It works as a standard HRM and at the same time records as a ECG
Remember when your parents started talking to their friends about other friends that had illnesses. It’s a time of life when health becomes, if not the main, one of the hot topics of conversation. It’s probably true to say that most of us get to our retirement age and with some underlying problem.
And so it started for me – it was last year and a very good endurance cyclist told me of their heart problems and the need for surgery. Arrhythmia was the cause and hot on the heels of this news, two other friends reported the same problem.
One raced at Olympic level and the other is an ex pro continental standard rider. One is under 50 and the other circa 60. Both have led otherwise healthy lives and they noticed very high spiking heart-rates when out riding.

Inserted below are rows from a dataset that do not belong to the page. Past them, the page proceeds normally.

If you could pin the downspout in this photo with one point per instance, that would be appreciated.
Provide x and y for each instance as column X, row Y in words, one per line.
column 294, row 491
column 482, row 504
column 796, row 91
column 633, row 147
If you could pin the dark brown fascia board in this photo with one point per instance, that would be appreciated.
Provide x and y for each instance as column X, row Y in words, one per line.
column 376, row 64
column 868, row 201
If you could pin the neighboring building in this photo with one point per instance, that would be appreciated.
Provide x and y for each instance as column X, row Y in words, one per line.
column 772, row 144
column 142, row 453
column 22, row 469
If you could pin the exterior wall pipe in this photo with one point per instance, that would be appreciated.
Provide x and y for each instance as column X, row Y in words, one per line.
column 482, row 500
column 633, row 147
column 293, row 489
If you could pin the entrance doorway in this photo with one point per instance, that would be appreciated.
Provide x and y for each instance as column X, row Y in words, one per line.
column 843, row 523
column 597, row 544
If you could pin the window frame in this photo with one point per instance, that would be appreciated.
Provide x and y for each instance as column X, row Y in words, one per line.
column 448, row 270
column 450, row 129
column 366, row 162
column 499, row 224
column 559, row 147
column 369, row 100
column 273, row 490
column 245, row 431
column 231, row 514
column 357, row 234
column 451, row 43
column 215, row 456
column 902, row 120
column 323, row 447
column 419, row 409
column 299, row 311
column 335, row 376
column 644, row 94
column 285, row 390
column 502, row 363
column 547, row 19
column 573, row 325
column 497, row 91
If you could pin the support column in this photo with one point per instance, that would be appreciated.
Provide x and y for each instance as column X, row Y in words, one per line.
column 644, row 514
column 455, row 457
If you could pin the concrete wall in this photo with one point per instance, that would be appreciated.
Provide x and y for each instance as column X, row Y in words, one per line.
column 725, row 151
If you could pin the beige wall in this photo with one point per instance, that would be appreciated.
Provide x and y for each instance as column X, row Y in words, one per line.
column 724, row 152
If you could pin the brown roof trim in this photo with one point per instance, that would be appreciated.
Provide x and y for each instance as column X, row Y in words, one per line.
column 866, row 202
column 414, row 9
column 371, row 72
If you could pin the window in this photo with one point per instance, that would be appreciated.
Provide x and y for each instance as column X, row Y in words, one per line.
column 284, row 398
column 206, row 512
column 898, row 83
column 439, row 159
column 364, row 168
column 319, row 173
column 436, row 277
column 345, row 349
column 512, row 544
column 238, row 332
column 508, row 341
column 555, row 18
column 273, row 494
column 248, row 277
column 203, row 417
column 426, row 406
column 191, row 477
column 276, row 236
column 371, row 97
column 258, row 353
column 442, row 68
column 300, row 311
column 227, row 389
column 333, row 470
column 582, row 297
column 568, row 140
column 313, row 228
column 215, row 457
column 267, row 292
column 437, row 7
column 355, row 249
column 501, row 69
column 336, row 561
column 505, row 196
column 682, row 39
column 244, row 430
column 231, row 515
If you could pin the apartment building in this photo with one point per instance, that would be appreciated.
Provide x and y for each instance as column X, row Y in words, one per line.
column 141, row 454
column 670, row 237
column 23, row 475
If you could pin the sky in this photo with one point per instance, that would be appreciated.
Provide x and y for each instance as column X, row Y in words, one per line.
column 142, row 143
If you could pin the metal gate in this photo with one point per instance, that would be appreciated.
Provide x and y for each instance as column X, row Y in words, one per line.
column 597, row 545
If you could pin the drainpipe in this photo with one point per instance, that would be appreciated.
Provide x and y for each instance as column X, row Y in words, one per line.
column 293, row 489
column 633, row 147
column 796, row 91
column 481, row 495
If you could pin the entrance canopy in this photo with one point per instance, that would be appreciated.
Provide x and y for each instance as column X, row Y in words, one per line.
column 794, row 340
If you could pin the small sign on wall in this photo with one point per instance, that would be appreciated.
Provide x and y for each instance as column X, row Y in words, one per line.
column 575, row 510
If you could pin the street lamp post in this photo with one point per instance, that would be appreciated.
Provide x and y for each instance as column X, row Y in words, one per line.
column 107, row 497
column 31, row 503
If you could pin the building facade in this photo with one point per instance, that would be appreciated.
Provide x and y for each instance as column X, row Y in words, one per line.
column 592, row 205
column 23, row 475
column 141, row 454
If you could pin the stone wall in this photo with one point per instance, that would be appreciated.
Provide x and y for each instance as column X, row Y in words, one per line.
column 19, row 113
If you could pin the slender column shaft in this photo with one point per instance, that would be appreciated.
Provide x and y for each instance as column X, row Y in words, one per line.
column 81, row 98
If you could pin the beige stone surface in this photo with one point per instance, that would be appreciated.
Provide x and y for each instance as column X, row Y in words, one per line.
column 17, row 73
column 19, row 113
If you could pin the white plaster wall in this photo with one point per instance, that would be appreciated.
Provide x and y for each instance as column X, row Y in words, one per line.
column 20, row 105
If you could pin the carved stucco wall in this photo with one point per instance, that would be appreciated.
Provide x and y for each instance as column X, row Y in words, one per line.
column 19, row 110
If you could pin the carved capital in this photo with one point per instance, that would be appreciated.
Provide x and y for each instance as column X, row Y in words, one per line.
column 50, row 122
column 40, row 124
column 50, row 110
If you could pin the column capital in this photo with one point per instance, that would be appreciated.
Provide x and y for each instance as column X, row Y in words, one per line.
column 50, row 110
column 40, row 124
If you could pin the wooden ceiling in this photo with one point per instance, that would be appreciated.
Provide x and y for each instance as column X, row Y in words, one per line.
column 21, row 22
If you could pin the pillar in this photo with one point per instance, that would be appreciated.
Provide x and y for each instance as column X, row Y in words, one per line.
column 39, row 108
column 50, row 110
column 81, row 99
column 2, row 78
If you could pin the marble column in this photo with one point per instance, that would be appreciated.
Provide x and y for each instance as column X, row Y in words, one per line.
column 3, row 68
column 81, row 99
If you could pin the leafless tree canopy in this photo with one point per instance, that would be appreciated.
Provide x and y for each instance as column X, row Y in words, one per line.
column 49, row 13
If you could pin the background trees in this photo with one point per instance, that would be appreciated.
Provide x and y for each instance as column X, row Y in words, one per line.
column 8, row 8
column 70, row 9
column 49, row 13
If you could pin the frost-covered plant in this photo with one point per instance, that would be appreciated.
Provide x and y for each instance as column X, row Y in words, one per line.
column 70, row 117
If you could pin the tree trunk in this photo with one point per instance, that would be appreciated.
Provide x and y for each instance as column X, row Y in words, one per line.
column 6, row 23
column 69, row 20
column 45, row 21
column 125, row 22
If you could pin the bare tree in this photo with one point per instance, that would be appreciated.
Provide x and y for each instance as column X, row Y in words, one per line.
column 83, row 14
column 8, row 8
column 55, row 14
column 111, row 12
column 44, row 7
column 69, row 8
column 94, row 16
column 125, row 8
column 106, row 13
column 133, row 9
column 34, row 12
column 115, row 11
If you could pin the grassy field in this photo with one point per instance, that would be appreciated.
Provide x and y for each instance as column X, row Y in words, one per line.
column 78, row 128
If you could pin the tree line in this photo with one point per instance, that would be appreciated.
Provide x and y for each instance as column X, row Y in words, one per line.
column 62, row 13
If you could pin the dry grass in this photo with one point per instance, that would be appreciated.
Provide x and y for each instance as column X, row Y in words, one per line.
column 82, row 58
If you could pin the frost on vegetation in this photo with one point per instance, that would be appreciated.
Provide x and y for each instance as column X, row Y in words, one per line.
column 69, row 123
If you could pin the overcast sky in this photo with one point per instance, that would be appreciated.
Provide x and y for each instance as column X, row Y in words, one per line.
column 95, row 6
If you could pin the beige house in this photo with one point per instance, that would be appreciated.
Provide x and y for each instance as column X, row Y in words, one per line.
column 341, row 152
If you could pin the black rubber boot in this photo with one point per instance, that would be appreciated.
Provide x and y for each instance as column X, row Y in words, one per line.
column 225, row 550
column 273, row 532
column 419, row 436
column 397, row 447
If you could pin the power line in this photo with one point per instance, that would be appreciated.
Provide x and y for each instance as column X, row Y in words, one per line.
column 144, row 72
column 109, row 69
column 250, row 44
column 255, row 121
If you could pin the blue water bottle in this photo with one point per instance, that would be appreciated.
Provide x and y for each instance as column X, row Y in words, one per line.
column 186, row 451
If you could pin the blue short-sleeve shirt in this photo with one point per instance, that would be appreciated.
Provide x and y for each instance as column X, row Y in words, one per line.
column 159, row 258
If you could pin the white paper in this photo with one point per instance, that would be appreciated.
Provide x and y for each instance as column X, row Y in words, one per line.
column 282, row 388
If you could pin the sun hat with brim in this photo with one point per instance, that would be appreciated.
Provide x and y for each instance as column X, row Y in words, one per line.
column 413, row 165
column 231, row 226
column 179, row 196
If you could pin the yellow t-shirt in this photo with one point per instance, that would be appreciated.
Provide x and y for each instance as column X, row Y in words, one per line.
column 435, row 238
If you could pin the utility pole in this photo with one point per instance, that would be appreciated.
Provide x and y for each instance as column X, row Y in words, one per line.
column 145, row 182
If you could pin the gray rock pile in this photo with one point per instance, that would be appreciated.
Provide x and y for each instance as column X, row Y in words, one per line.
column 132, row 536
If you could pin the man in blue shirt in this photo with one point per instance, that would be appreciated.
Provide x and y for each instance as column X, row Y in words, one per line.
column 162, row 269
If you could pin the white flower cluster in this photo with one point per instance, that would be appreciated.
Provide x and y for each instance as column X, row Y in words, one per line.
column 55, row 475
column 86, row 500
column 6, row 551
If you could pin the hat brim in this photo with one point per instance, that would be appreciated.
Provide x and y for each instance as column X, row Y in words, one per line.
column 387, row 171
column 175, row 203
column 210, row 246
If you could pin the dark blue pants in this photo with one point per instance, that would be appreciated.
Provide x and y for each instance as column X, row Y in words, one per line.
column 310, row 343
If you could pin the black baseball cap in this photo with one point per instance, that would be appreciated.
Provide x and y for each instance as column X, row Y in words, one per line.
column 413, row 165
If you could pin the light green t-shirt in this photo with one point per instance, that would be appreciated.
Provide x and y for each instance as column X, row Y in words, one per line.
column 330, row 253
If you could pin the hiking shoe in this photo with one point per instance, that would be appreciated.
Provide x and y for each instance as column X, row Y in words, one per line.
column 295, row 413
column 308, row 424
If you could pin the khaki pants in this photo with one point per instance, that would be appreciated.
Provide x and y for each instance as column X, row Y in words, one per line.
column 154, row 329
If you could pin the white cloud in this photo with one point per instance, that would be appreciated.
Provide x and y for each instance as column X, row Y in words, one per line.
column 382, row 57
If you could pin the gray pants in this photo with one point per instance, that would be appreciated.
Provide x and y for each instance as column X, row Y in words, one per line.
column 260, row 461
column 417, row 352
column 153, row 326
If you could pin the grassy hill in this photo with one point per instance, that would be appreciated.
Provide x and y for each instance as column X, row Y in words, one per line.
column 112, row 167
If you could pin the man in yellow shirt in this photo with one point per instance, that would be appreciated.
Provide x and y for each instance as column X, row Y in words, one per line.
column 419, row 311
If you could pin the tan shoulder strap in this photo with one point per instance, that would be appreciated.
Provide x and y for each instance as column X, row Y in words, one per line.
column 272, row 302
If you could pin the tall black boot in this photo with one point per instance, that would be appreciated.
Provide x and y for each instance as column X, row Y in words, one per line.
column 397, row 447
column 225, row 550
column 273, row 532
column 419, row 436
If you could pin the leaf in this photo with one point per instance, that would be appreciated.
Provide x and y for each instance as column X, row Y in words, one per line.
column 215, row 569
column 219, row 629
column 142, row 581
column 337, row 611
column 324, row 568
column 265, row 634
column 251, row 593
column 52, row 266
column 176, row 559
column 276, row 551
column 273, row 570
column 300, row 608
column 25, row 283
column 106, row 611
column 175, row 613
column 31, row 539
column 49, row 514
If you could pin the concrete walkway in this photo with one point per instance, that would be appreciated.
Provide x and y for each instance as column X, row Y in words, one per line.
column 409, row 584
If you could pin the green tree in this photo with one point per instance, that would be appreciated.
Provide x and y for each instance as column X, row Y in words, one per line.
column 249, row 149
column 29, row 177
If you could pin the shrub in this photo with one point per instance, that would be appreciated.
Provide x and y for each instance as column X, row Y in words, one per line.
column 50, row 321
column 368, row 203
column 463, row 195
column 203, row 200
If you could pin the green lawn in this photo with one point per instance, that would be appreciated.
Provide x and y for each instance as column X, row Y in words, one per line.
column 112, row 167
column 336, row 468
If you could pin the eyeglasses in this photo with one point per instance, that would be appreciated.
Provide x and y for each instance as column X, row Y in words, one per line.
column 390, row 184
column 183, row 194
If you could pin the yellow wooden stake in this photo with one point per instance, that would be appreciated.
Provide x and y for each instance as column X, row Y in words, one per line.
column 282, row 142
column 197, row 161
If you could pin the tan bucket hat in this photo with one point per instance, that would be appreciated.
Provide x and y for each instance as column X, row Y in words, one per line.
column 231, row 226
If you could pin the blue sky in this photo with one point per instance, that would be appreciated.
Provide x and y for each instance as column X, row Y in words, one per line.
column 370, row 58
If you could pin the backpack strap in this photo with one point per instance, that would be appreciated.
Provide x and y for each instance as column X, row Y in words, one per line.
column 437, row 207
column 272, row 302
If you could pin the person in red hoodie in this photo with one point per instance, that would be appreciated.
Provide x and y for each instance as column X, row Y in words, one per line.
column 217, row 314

Your GP may point out that cyclists are always looking at their heart rates and are therefore far more likely to spot any issues – selection bias, if you like. Normal Joe Bloggiah in the street, would not probably know what hear rate zones (and everything else HRM measuring related) are and probably would not care.
What happened to one of my friends was that every time he had tests, the problem did not show up. He rode his bike, got the problem – lay down at the side of the road and waited for his hear to settle and continued on. No tests in the surgery could replicate it.
The Wellue ECG/EKG monitor with AI analysis, enables you to wear the device just like a normal HRM. With bluetooth and Ant + connectivity, I connected it to my Garmin, Strava live on my iPhone and Zwift, RGT and MyWhoosh – the indoor virtual cycling apps.
The other benefit is to connect the device to Wellue’s smartphone app (iOS in my case) and gain live insights. Using my PC, I also recorded the training session and the analysis function on Wellue’s software meant that I could gain ‘medical grade’ analysis of my heart. Thankfully all is good. I also just happened to have a medical recently where the doctor used their own ECG and confirmed my findings.
The device comes with a chest strap and alternatively sticky pads. Personally, it was lovely to wear and my favourite HRM of the moment – even compared to the Wahoo Tickr and PowrLabs devices. Both these are solid and the Well ECG is just another level of analysis. Not that everyone needs it – it’s just nice to know that it’s there.
Price – this may be the sticking point for some. Almost £215 GBP and for the lower level circa £50 GBP heart rate monitor that does have a vibration alarm for unusually high heart rates.
We do test products over a good number of weeks here and whilst running and cycling, indoors and out. We have heard of some people reviewing this product and have questioned reliability. We can only speak of the unit that we have and we have had no issues and continue to use it.